Sure enough, across the plateau, at whirlwind speed, came the Steam Horse.

But directly behind the horse was a body of United States troops, with Captain Elmo at their head.

They came down at a swinging gallop upon the counterfeiter’s den.

Bert Mason with dismay had seen the whole affair. The villains gave a yell of terror and running to the edge of the plateau disappeared.

In a twinkling every one of the counterfeiters had disappeared in the same manner.

The trapper Beaver Bill was left standing alone in the middle of the plateau not in the least harmed.
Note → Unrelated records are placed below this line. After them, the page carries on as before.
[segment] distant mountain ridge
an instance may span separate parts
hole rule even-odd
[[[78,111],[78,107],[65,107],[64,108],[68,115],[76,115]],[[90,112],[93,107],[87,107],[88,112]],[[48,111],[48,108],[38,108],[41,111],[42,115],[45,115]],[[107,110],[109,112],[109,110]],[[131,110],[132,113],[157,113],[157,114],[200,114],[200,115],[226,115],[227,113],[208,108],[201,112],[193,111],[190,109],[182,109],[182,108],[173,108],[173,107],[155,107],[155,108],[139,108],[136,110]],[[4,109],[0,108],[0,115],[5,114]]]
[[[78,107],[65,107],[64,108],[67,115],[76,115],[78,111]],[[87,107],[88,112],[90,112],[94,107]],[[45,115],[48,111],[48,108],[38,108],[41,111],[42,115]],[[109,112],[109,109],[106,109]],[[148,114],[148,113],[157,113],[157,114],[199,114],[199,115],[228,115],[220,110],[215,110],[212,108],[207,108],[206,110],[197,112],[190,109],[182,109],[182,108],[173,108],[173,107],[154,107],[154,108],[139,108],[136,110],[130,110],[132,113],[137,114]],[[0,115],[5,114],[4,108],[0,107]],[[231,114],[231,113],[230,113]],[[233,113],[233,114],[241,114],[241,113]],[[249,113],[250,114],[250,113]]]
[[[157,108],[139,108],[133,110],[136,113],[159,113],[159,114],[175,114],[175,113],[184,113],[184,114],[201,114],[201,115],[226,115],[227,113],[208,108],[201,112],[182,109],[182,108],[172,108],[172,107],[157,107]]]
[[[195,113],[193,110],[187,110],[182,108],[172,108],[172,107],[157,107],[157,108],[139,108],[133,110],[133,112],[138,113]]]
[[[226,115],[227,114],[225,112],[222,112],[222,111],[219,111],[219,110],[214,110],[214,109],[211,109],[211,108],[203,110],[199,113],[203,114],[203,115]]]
“Wall, by thunder!” he cried. “What skeered them off that way?”

Then he chanced to look up and see the soldiers and the Steam Horse.

A yell of triumph went up from the excited trapper’s lips.

“Hooray!” he shouted, “that’s the stuff. We’re all hunky now, I swan!”

The next moment the two erstwhile prisoners were standing beside the Steam Horse, and talking with Barney and Pomp and Captain Elmo.

The rescuers had come just in the nick of time.